No passado, o maior medo das cidades era o tráfego e a sensação de confusão no trânsito. Era o medo dos acidentes por excesso de velocidade em ruas percorridas por cavaleiros, carruagens e carroças. No mundo moderno, é o fogo que dá medo, violento e incontrolável e que desde os tempos medievais é a imagem vivida do inferno. Mas não é curioso que no mesmo instante em que o maior museu do país ardia em chamas, centenas de pessoas na capital buscavam encher seus tanques de combustível devido a um fake news? Porque as duas coisas estão relacionadas?

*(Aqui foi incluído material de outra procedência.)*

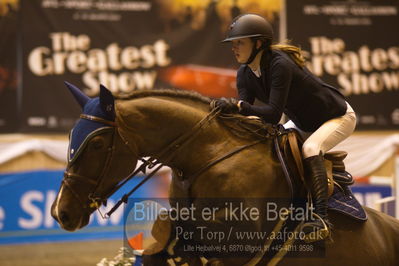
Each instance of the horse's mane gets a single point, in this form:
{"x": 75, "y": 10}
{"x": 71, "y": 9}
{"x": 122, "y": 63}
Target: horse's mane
{"x": 175, "y": 93}
{"x": 241, "y": 126}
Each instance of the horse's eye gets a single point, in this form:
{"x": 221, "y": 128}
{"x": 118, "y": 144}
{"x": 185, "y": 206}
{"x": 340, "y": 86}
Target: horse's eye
{"x": 97, "y": 143}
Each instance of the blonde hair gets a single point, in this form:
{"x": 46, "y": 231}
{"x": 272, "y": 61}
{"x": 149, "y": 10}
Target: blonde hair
{"x": 293, "y": 51}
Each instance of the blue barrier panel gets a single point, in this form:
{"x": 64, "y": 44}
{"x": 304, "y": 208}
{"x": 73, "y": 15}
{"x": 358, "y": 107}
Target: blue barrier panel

Porque mostram que frente ao medo é preciso agir. Os servidores do Museu Nacional sempre tiveram medo da possibilidade de um incêndio na instituição bicentenária. Fizeram alertas, tentaram de todas as formas chamar a atenção das autoridades, mas o Estado nada fez. Motoristas, por outro lado, ao simples alerta nas redes sociais, correram aos postos para abastecer. Entende a diferença? Governos não se importam com o medo, cidadãos sim.

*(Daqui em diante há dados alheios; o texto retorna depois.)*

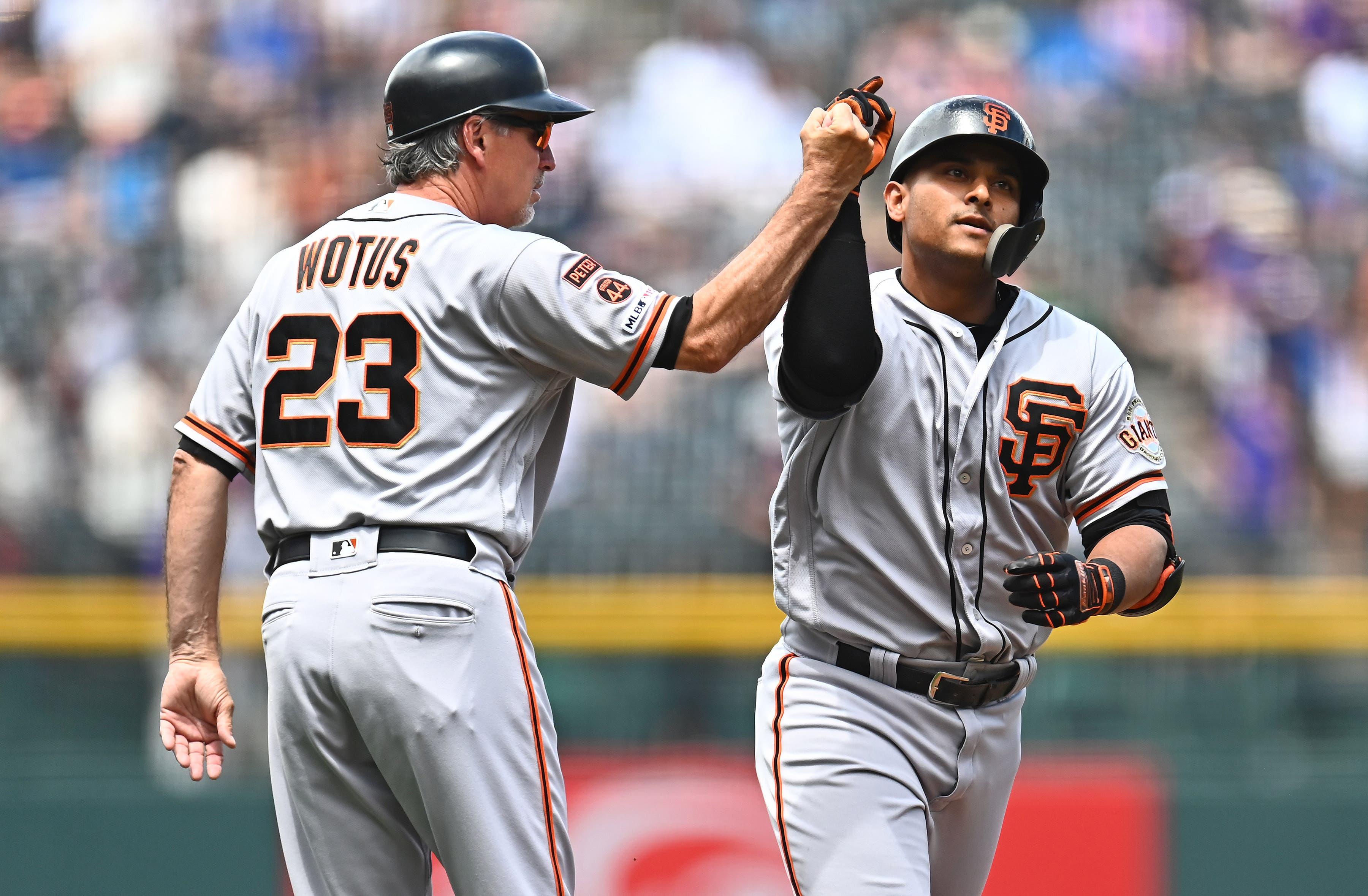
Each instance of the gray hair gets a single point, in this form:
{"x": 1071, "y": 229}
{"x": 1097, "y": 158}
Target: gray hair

O que choca é que o patrimônio mundial desaparece debaixo de nossos olhos e as autoridades de plantão não chamam para sí a responsabilidade. Como lembra a professora da UFRJ Ivana Bentes, a fila é extensa: o acervo Hélio Oiticica queimou, a Cinemateca Brasileira pegou fogo, o Museu da Língua Portuguesa queimou. Não são "fatalidades" como tratam as autoridades, são produto da barbárie das políticas neoliberais do estado mínimo, das plataformas privatizantes e das políticas erradas de austeridade que produzem o desinvestimento no comum. Sequer os candidatos prometem algo a respeito. Esperamos que a tragédia mude isso.
O fóssil Luzia, um dos mais importantes do mundo, sobreviveu a 11.500 anos. Só não sobreviveu ao neoliberalismo.